Myasthenia Gravis

6 Diet Tips for Myasthenia Gravis Patients

For people with myasthenia gravis, muscle weakness (especially in the face) is a part of everyday life. This muscle weakness can also make it tough to swallow, so eating certain foods can be a challenge.

Aside from that consideration, some eating habits may aid in combating the fatigue symptoms associated with the autoimmune disease – rest is also highly recommended to deal with the related fatigue. While there’s no cure yet for this disease, here are six eating tips for those with myasthenia gravis to improve quality of life…

1. Make it Easier to Swallow

Myastheniagravis.org (Conquer MG) recognizes that some solid foods can be difficult to get down, and notes you can use gravy, sauce, butter, mayo or yogurt to help them slide down your throat more easily with fewer residues.

Meanwhile, you can choose foods that are fairly easy to chew and swallow to begin with, while also offering some nutritional value – such as egg salad, canned salmon, and even fruit smoothies. It suggests looking for “soft diet” recipe books from your local bookstore for more ideas.

2. Boost Potassium

DrWeil.com notes that potassium, along with rest, can be a useful tool to help you maintain muscle strength (or at least minimize the symptoms).

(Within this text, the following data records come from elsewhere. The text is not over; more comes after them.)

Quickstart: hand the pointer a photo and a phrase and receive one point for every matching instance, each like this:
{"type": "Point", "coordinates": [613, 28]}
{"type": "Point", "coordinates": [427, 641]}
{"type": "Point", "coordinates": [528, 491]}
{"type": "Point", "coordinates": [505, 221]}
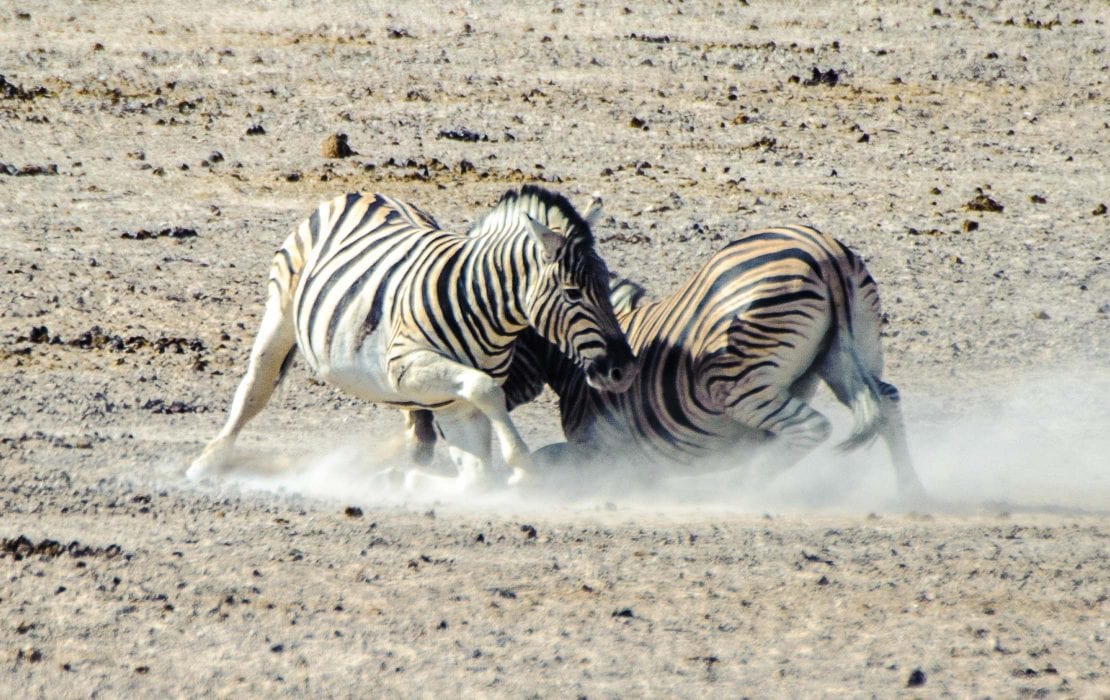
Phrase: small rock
{"type": "Point", "coordinates": [336, 145]}
{"type": "Point", "coordinates": [982, 203]}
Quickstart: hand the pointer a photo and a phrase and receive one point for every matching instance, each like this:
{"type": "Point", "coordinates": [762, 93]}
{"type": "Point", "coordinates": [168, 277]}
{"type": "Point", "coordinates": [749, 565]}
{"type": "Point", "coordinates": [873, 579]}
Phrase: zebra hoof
{"type": "Point", "coordinates": [212, 460]}
{"type": "Point", "coordinates": [520, 478]}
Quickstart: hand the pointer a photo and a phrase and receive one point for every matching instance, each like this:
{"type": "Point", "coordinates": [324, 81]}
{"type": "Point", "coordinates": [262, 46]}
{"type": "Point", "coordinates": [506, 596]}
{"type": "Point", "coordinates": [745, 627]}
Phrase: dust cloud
{"type": "Point", "coordinates": [1041, 445]}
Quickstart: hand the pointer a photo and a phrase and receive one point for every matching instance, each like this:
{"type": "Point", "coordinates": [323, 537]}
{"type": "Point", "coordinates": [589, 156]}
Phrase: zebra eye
{"type": "Point", "coordinates": [573, 294]}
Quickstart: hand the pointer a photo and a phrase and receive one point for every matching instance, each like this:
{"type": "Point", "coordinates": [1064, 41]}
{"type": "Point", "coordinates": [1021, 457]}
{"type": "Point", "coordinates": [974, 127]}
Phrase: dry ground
{"type": "Point", "coordinates": [962, 148]}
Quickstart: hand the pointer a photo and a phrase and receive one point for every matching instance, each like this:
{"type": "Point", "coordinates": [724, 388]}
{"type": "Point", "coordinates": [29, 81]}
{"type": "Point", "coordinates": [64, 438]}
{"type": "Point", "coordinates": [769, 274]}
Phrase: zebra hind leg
{"type": "Point", "coordinates": [270, 355]}
{"type": "Point", "coordinates": [466, 432]}
{"type": "Point", "coordinates": [430, 377]}
{"type": "Point", "coordinates": [795, 426]}
{"type": "Point", "coordinates": [894, 434]}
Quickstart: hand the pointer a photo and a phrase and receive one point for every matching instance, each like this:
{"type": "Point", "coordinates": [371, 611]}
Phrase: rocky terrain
{"type": "Point", "coordinates": [153, 156]}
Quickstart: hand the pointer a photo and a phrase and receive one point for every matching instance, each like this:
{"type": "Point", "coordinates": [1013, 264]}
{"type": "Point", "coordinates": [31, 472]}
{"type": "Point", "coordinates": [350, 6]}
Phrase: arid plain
{"type": "Point", "coordinates": [153, 155]}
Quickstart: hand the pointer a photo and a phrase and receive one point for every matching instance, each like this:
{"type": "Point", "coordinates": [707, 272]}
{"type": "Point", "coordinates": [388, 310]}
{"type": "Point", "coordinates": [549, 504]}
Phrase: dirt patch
{"type": "Point", "coordinates": [154, 160]}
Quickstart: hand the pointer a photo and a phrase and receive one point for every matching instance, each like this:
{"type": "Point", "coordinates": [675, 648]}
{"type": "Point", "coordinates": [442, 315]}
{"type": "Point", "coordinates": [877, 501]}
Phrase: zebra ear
{"type": "Point", "coordinates": [593, 210]}
{"type": "Point", "coordinates": [551, 241]}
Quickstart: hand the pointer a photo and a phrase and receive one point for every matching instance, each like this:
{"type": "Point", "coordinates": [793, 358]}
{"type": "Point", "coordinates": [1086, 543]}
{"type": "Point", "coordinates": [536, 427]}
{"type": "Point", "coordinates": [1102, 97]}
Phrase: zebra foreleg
{"type": "Point", "coordinates": [894, 434]}
{"type": "Point", "coordinates": [420, 436]}
{"type": "Point", "coordinates": [427, 376]}
{"type": "Point", "coordinates": [264, 369]}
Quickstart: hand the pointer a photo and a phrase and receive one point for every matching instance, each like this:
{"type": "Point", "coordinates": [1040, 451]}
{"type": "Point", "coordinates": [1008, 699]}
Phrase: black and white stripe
{"type": "Point", "coordinates": [730, 358]}
{"type": "Point", "coordinates": [389, 306]}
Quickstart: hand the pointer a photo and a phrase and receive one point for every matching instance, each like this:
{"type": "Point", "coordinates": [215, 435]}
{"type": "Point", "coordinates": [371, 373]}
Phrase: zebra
{"type": "Point", "coordinates": [390, 307]}
{"type": "Point", "coordinates": [728, 362]}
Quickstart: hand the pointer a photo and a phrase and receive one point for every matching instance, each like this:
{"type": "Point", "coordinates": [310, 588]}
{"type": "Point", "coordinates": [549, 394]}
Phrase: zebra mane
{"type": "Point", "coordinates": [548, 208]}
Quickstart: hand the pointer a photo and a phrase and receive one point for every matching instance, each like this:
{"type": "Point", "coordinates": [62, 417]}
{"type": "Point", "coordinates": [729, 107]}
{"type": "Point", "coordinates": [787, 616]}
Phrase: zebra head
{"type": "Point", "coordinates": [569, 303]}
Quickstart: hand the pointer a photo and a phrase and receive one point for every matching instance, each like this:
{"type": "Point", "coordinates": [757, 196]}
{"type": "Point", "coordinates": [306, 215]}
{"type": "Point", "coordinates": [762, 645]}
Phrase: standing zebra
{"type": "Point", "coordinates": [390, 307]}
{"type": "Point", "coordinates": [730, 359]}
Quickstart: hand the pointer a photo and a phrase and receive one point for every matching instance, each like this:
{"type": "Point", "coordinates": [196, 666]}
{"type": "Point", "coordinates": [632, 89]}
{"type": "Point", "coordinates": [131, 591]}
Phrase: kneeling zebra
{"type": "Point", "coordinates": [390, 307]}
{"type": "Point", "coordinates": [728, 362]}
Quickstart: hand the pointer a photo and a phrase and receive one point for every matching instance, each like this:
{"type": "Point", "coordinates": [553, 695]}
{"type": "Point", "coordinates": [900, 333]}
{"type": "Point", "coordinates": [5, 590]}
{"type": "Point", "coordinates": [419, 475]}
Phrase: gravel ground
{"type": "Point", "coordinates": [152, 159]}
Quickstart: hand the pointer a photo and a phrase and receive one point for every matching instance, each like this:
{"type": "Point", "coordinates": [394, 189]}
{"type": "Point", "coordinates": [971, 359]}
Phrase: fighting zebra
{"type": "Point", "coordinates": [728, 362]}
{"type": "Point", "coordinates": [390, 307]}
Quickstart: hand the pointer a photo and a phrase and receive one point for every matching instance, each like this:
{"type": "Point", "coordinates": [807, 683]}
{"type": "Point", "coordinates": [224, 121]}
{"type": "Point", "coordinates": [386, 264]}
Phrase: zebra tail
{"type": "Point", "coordinates": [854, 386]}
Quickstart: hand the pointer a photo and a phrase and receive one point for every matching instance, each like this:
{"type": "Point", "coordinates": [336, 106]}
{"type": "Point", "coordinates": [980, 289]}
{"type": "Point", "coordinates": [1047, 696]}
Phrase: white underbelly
{"type": "Point", "coordinates": [359, 368]}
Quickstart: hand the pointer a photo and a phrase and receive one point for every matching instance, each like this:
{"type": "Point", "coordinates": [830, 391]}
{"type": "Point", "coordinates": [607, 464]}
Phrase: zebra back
{"type": "Point", "coordinates": [769, 288]}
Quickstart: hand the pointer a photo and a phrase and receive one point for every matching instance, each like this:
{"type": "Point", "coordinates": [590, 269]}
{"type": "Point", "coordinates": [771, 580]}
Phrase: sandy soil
{"type": "Point", "coordinates": [151, 159]}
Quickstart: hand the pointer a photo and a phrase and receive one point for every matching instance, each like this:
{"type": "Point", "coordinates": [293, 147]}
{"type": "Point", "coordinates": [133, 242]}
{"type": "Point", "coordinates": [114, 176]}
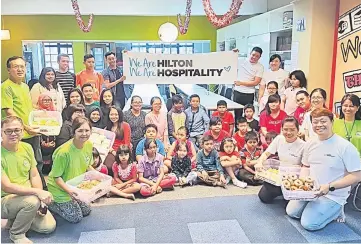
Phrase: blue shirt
{"type": "Point", "coordinates": [140, 147]}
{"type": "Point", "coordinates": [209, 162]}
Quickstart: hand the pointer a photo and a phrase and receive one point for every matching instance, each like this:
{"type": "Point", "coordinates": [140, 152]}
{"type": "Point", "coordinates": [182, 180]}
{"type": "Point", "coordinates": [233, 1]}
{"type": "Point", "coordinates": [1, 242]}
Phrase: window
{"type": "Point", "coordinates": [53, 49]}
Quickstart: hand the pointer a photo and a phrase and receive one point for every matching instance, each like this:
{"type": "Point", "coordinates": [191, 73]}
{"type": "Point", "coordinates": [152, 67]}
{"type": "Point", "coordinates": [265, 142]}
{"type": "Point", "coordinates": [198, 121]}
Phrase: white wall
{"type": "Point", "coordinates": [125, 7]}
{"type": "Point", "coordinates": [273, 4]}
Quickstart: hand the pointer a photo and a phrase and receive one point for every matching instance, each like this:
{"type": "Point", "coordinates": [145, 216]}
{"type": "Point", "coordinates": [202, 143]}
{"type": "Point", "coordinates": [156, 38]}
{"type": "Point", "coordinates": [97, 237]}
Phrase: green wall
{"type": "Point", "coordinates": [107, 28]}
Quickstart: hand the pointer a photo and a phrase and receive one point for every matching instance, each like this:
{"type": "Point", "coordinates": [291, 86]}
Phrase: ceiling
{"type": "Point", "coordinates": [128, 7]}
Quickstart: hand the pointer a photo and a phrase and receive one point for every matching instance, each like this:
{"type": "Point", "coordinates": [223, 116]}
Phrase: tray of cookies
{"type": "Point", "coordinates": [296, 187]}
{"type": "Point", "coordinates": [90, 185]}
{"type": "Point", "coordinates": [269, 172]}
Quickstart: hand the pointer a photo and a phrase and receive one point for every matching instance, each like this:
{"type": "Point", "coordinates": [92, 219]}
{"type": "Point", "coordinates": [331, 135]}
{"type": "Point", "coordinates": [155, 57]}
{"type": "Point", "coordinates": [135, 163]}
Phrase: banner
{"type": "Point", "coordinates": [205, 68]}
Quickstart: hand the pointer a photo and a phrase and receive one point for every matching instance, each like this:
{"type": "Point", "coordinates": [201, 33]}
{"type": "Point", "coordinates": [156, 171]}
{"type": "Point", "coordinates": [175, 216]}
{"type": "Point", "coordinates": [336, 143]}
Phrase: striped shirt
{"type": "Point", "coordinates": [66, 81]}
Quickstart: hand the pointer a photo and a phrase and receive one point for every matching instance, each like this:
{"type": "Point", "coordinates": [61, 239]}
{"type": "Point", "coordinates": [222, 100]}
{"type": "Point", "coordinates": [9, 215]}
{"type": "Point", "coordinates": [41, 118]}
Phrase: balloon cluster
{"type": "Point", "coordinates": [79, 19]}
{"type": "Point", "coordinates": [224, 20]}
{"type": "Point", "coordinates": [183, 27]}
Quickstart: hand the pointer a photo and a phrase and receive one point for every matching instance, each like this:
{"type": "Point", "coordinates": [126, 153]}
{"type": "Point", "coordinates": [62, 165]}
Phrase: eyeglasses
{"type": "Point", "coordinates": [10, 132]}
{"type": "Point", "coordinates": [317, 98]}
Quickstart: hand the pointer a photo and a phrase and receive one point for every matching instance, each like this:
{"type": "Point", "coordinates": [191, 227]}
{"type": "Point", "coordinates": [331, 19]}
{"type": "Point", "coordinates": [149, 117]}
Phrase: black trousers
{"type": "Point", "coordinates": [35, 144]}
{"type": "Point", "coordinates": [242, 98]}
{"type": "Point", "coordinates": [269, 192]}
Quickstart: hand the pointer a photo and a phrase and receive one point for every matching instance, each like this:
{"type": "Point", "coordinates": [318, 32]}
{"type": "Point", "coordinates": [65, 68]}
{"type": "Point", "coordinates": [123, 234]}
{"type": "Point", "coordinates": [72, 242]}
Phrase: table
{"type": "Point", "coordinates": [208, 99]}
{"type": "Point", "coordinates": [146, 92]}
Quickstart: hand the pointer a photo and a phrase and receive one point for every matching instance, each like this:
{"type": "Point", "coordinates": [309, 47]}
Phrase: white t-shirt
{"type": "Point", "coordinates": [330, 160]}
{"type": "Point", "coordinates": [279, 76]}
{"type": "Point", "coordinates": [288, 153]}
{"type": "Point", "coordinates": [291, 103]}
{"type": "Point", "coordinates": [248, 71]}
{"type": "Point", "coordinates": [306, 126]}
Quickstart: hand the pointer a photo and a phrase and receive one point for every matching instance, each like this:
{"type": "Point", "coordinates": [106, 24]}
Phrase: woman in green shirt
{"type": "Point", "coordinates": [70, 160]}
{"type": "Point", "coordinates": [348, 125]}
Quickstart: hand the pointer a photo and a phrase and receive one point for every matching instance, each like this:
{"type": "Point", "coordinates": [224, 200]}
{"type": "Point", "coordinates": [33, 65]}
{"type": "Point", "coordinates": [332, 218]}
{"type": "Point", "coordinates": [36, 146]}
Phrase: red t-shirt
{"type": "Point", "coordinates": [234, 153]}
{"type": "Point", "coordinates": [272, 124]}
{"type": "Point", "coordinates": [245, 154]}
{"type": "Point", "coordinates": [299, 114]}
{"type": "Point", "coordinates": [125, 174]}
{"type": "Point", "coordinates": [217, 141]}
{"type": "Point", "coordinates": [240, 140]}
{"type": "Point", "coordinates": [227, 120]}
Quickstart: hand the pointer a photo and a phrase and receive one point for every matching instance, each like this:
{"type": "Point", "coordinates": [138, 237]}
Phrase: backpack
{"type": "Point", "coordinates": [355, 197]}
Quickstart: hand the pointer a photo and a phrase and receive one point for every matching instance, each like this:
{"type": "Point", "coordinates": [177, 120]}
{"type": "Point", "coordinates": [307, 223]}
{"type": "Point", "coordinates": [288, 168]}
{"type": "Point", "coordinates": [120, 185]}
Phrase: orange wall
{"type": "Point", "coordinates": [346, 63]}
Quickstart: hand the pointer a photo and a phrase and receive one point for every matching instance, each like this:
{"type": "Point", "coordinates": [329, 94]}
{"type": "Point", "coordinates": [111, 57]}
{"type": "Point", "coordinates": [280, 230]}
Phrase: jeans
{"type": "Point", "coordinates": [314, 215]}
{"type": "Point", "coordinates": [35, 144]}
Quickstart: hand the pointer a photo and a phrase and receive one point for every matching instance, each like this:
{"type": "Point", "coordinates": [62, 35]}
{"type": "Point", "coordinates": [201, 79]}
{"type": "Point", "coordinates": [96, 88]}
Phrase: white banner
{"type": "Point", "coordinates": [204, 68]}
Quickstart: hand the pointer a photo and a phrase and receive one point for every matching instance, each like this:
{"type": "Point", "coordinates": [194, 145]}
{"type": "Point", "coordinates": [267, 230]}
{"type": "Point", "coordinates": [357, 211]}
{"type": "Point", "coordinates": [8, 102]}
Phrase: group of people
{"type": "Point", "coordinates": [155, 151]}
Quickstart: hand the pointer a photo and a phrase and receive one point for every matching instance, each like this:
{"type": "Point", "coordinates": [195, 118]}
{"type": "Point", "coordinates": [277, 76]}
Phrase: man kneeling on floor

However, not every meal is packed with potassium, so you may need to make some dietary changes to ensure you’re getting enough.

Foods naturally high in potassium include oranges, tomatoes, apricots (solids or as juices), bananas and broccoli, all of which contain other essential vitamins and nutrients your body needs to function.

3. Douse Inflammation

Certain foods can aggravate inflammation, which is closely related to autoimmune disease flare-ups. The list of foods that can cause inflammation is quite extensive, and may take some getting used to, but might be worth it in the end.

For example, animal proteins and foods with trans fats are to be avoided (try getting protein from plant sources like beans and nuts), according to Livestrong.com. You should also cut out polyunsaturated oils including corn and sunflower oil, and try not to consume items high in “table sugar” such as cookies and candy.

4. Reduce Meal Sizes

Instead of following the “three square meals per day” rule for the majority of people, it’s wiser for those with myasthenia gravis to follow a schedule of eating smaller meals throughout the day (with the largest meal early in the day when you have the most energy), according to Myastheniagravis.org.

If you’re choosing to eat meat or other solid foods and don’t fancy using sauces to help them go down easier, then just cut them into much smaller pieces or mince the meal, it adds.

5. Avoid Aspiration

Another problem for those with the disease is thinner liquids ending up in the lungs rather than the stomach, which is known as aspiration. The same source notes that some foods actually need to be thickened to help avoid this problem.

“Remember that ice cream and popsicles melt into a thin fluid in your mouth, and that once you chew fruits, the juice released is also a thin liquid,” notes Conquer MG. Be more way when eating foods that have a “mixed consistency,” such as cereal with milk, it adds.

6. Consume Vitamin D and Calcium

Sources notes that steroid drugs (prednisone in particular) used to help treat autoimmune diseases such as myasthenia gravis can promote loss of bone or bone thinning, so you should consulting your doctor about Vitamin D and calcium supplements to offset this side effect.

Meanwhile, other drugs called acetylcholinesterase inhibitors can cause diarrhea, and in this case you should avoid foods that are spicy or greasy, as well as cutting out caffeine and chocolate, according to LifeExtension.com.